Using Project Air treatment guidelines for personality disorders
Use the links on the left to access the key information from the guidelines and all other resources you need at the click of a button.
- Develop trust with the young person by taking their experience seriously, managing your own emotions. Be aware of transference and countertransference issues that may arise and maintain clear boundaries. See Dr. Mary Emeleus speaking about transference and countertransference in primary care.
- Confirm the diagnosis - Diagnosis of borderline personality disorder is appropriate in young people under 18 years old if the symptoms cause significant interference with their daily functioning for at least 1 year, a diagnosis of Borderline Personality Disorder should only be made by specialist mental health professionals. If in doubt refer on or consult a specialist. More information about the evidence for assessing and treating BPD in adolescents is available here.

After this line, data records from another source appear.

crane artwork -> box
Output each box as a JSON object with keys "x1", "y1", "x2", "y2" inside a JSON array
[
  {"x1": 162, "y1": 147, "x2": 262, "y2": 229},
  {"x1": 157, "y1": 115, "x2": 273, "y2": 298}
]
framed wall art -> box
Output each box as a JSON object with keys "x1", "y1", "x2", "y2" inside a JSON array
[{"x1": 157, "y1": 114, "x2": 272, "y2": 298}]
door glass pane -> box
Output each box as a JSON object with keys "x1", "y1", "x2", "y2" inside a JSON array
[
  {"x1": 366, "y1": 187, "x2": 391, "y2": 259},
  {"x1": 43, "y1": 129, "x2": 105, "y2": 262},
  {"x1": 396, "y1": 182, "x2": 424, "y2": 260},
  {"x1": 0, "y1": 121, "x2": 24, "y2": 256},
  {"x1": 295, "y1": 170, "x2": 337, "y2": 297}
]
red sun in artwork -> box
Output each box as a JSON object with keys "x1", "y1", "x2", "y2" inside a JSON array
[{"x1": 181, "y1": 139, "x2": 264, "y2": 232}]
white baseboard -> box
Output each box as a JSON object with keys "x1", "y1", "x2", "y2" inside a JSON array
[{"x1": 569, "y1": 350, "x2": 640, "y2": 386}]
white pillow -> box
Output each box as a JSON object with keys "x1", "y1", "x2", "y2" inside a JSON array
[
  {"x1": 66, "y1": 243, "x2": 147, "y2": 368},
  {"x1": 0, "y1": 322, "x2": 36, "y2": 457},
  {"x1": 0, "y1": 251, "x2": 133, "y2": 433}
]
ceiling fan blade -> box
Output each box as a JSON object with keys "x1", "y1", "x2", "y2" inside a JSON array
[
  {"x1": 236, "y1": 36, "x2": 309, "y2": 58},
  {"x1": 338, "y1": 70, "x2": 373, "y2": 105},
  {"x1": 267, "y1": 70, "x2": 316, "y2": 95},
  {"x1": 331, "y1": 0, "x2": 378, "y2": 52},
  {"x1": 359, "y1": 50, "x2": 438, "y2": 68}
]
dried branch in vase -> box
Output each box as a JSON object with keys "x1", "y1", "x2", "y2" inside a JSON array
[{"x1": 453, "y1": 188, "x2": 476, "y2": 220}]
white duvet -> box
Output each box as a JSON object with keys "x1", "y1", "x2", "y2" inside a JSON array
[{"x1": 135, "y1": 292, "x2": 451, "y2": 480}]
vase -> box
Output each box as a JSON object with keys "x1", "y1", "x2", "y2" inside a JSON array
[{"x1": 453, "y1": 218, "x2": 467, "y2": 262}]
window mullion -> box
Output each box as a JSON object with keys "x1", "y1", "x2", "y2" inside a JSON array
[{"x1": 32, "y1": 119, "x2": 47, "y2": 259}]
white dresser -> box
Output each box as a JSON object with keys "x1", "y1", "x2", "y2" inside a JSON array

- Be aware of symptoms indicating possible borderline personality disorder.
- The SCID-5 can be used to guide a conversation about Borderline Personality Disorder symptoms to identify whether referral for a comprehensive assessment by an experienced mental health clinician is needed. Assess risk to self and others.
- Assess and treat co-occurring symptoms and note that substance use is often a co-occurring issue.
- Develop a BPD management plan including referral pathways that involve improvement of the young person’s social, occupational, interpersonal and psychological functioning. What do I do if I identify a high acute risk of suicide?
- Never assume a young person has borderline personality disorder based on self-harm.
- Be mindful of history-taking where trauma is present as it can be re-traumatising -be sensitive to whether obtaining details about adverse past experiences is necessary or appropriate at this point. Watch Dr Sandra Radovini speaking about taking a clinical history where trauma is suspected.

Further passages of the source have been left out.